Era tarde, pero en el instante en que lo vi, todo rastro de somnolencia se me esfumó.
Dominic me había estado visitando con más frecuencia últimamente, así que había preparado la habitación de invitados con artículos de primera necesidad para hombre: pasta de dientes nueva, maquinillas de afeitar y, además, dos pijamas.
—Vi que prefieres los pijamas de seda negra, así que compré dos modelos diferentes —dije en voz baja, pasándoselos.
Cuidar de los demás era algo instintivo para mí. Estos gestos me parecían automáticos, apenas dignos de mención —al menos, eso era lo que yo creía.
Pero Dominic se quedó inmóvil.
Levantó la vista hacia mí, con una maraña de sentimientos arremolinándose en su mirada.
—Estos… ¿cuándo los preparaste?
—Fui de compras hoy a la hora del almuerzo —respondí con naturalidad—. Miré en varias tiendas y palpé las telas. Coinciden con el tipo de pijama que sueles usar.
Mi voz sonaba despreocupada, como si hablara de algo completamente trivial. Estaba acostumbrada a organizarlo todo para la gente de mi círculo, sobre todo para aquellos que ya había decidido que me pertenecían.
Dominic extendió la mano y sus yemas rozaron la seda, suave y fresca. Poco a poco, fue cerrando los dedos hasta aferrar la tela en su puño.
—Gracias por ser tan considerada conmigo.
Habló con una clara solemnidad, casi con reverencia.
Sonreí. —No es nada, de verdad. Solo son pequeños detalles. No tienes que ponerte tan serio—
—No son pequeños detalles —me interrumpió Dominic, con tono firme—. No para mí.
Se acercó más, acortando la distancia entre nosotros, y me miró desde arriba con intensidad.
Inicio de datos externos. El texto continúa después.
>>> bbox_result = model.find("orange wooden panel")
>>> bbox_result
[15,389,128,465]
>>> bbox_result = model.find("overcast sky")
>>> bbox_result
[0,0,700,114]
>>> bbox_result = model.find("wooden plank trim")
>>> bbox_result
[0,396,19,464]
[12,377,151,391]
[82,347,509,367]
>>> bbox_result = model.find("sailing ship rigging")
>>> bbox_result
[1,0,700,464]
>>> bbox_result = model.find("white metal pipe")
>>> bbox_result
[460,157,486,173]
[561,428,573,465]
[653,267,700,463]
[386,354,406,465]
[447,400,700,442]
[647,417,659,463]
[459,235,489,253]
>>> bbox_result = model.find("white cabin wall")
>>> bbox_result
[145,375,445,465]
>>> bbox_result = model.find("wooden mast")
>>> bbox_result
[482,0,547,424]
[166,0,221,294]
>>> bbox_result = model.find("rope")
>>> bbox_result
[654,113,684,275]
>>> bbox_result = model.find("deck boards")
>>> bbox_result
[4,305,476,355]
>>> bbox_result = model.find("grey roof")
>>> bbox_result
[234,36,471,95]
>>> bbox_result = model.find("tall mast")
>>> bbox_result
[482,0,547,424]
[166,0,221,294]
—Serafina, recuerda esto. Cada muestra de atención que ofreces merece ser tomada en serio y atesorada.
—Incluidos estos —dijo, levantando los pijamas que aferraba—, y también tú.
Sus palabras cayeron como un guijarro en aguas tranquilas, creando ondas en mi pecho.
Me quedé rígida, completamente desconcertada.
«¿Cuidar de los demás… era algo que merecía ser atesorado?».
Casi por reflejo, mi mente viajó al pasado.
Una vez cuidé de Julián con la misma atención al detalle: me aprendí de memoria sus preferencias de café, sabía a qué tintorería llevaba sus camisas para planchar y reponía sus marcas de ropa favoritas antes de que él tuviera que mencionarlo.
Pero Julián nunca lo reconoció. Lo daba todo por sentado, sin dar las gracias jamás.
La diferencia me golpeó con fuerza. Un dolor punzante me atravesó el pecho, y fue sustituido rápidamente por una sensación a la que no sabía ponerle nombre.
«Así que esta era la sensación: ser valorada de verdad por alguien».
Dominic notó de inmediato el cambio en mi expresión. No insistió, tan solo extendió los brazos y me atrajo suavemente hacia él.
—Serafina —murmuró—, ¿había algo que quisieras contarme hoy?
Volví en mí. Asentí y le conté lo del incidente con la noticia.
—Son todo mentiras. Nada de eso es verdad. Si lo has visto, por favor, no te lo creas…
—Serafina —rio Dominic en voz baja—, te elegí como mi prometida… y algún día serás mi esposa. Eso significa que mi confianza en ti es absoluta.
Mis mejillas se sonrojaron. Asentí. —Solo me preocupaba que pudiera afectarte.
—Por supuesto. —Su voz se volvió más grave. Mis pestañas temblaron y entonces le oí añadir:
—Vamos a ser marido y mujer. Si a ti te hacen daño, a mí también.